Xylotrupes siamensis

Scientific classification
- Domain: Eukaryota
- Kingdom: Animalia
- Phylum: Arthropoda
- Class: Insecta
- Order: Coleoptera
- Suborder: Polyphaga
- Infraorder: Scarabaeiformia
- Family: Scarabaeidae
- Genus: Xylotrupes
- Species: X. siamensis
- Binomial name: Xylotrupes siamensis Minck, 1920

= Xylotrupes siamensis =

- Authority: Minck, 1920

Species of beetle

Xylotrupes siamensis is a species of rhinoceros beetle found across Asia.

==Description==

Adult males from different geographical origins have been shown to exhibit different horn phenotypes, pronotum and elytra texture and body coloration but display the same genital structure.

==Taxonomy==

There has been disagreement in the taxonomy of X. siamensis due to its phenotypic variation, but a 2021 study used molecular analyses to investigate the genetic divergence between populations displaying different male horn phenotypes.
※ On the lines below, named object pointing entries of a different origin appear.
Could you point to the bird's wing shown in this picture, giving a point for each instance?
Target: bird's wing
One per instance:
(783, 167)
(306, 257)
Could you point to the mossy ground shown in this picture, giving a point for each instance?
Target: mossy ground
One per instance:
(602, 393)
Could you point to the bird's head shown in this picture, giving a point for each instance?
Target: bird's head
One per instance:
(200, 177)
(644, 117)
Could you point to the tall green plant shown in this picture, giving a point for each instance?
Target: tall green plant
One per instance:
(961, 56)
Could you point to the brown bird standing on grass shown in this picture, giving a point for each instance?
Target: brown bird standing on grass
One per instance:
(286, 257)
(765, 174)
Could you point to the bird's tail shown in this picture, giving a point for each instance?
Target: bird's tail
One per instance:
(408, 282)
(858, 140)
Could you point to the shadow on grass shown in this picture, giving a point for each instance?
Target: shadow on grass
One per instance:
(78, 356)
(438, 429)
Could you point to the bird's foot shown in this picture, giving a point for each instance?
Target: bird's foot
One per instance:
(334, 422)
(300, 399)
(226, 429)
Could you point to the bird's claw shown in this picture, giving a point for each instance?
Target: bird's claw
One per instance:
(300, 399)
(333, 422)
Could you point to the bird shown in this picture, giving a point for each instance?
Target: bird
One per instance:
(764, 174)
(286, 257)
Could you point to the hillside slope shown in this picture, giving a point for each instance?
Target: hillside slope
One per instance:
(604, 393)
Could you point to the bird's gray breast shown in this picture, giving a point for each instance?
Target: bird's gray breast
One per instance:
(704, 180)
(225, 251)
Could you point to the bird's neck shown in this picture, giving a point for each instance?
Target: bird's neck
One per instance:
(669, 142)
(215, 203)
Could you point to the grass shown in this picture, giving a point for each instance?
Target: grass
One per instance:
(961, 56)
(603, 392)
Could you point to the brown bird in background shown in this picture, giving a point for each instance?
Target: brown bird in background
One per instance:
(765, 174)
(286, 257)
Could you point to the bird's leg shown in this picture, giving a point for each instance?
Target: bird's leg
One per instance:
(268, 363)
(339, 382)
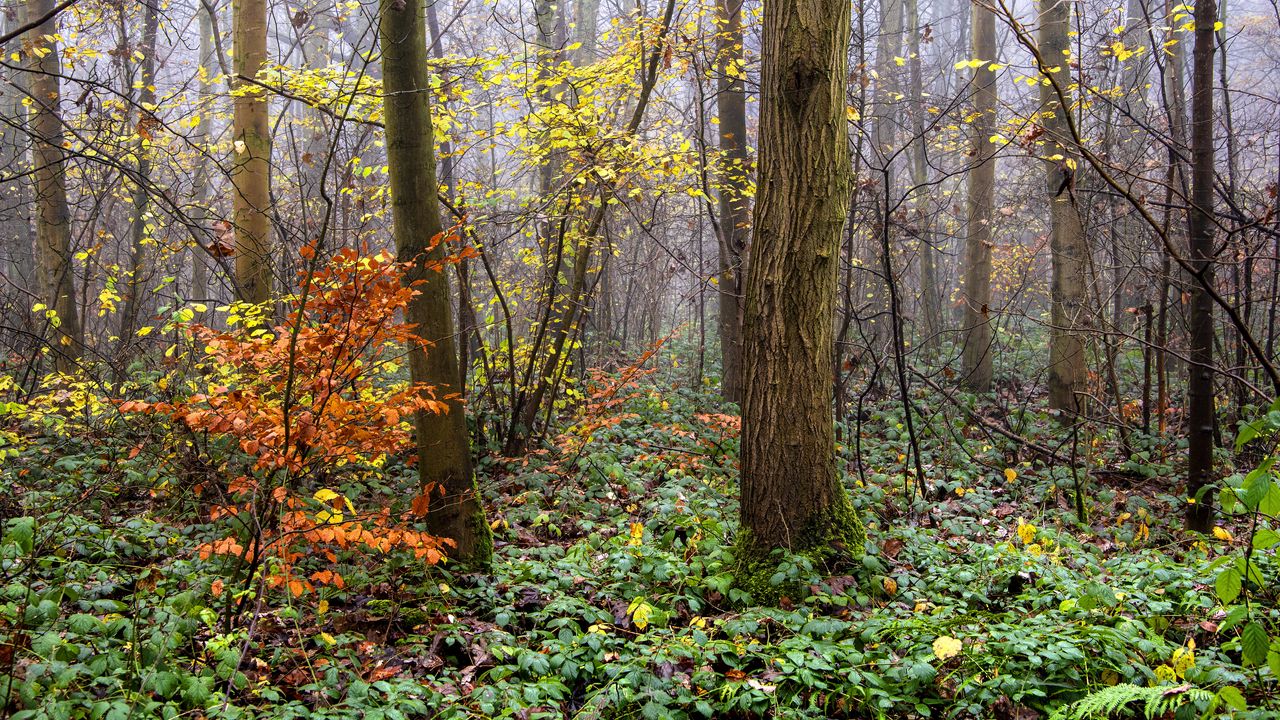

It was concluded that the observed divergence within X. siamensis is the result of the first phase of allopatric speciation, where geographical isolation can result in the generation of distinct taxa, but the process of speciation did not complete because the second phase of allopatric speciation (reproductive isolation) had not evolved by the time the geographically separated populations re-established contact.

==Distribution==
Xylotrupes siamensis has been found in Thailand, Laos, China, and Vietnam.